Your home’s windows, walls, and floors can be designed to collect, store, and distribute solar energy in the form of heat in the winter and reject solar heat in the summer. This is called passive solar design or climatic design. Unlike active solar heating systems, passive solar design doesn’t involve the use of mechanical and electrical devices, such as pumps, fans, or electrical controls to move the solar heat.
Passive solar homes range from those heated almost entirely by the sun to those with south-facing windows that provide some fraction of the heating load. The difference between a passive solar home and a conventional home is design. The key is designing a passive solar home to best take advantage of your local climate. For more information, see how a passive solar home design works.

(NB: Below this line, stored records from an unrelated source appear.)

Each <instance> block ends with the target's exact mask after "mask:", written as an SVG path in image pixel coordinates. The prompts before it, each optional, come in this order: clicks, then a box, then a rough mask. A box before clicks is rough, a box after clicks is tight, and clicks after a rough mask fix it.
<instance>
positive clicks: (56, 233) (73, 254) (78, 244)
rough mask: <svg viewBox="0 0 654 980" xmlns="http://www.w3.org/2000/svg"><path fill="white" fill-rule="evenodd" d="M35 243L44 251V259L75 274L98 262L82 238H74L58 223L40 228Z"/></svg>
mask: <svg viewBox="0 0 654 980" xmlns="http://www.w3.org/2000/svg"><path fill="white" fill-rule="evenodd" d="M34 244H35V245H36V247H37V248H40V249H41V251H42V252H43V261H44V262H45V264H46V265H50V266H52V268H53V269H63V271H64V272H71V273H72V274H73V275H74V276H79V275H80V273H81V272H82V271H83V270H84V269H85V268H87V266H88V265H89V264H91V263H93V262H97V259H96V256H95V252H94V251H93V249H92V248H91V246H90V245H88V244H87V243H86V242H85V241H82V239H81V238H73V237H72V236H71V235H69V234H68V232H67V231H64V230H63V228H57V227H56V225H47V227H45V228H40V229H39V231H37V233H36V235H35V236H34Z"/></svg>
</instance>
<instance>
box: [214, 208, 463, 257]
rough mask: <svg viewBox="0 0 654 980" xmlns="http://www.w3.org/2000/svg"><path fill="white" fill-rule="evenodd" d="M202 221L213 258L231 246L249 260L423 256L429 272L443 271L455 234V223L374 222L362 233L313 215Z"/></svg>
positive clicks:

You can apply passive solar design techniques most easily when designing a new home. However, existing buildings can be adapted or “retrofitted” to passively collect and store solar heat.
To design a completely passive solar home, you need to incorporate what are considered the five elements of passive solar design. Other design elements include:
* Window location and glazing type
* Insulation and air sealing
* Auxiliary heating and cooling systems, if needed.
These design elements can be applied using one or more of the following passive solar design techniques:
* Direct gain
* Indirect gain (Trombe wall)
* Isolated gain (Sunspace).
When incorporating these design elements and techniques, you want to design for summer comfort, not just for winter heating.
Your home’s landscaping can also be incorporated into your passive solar design.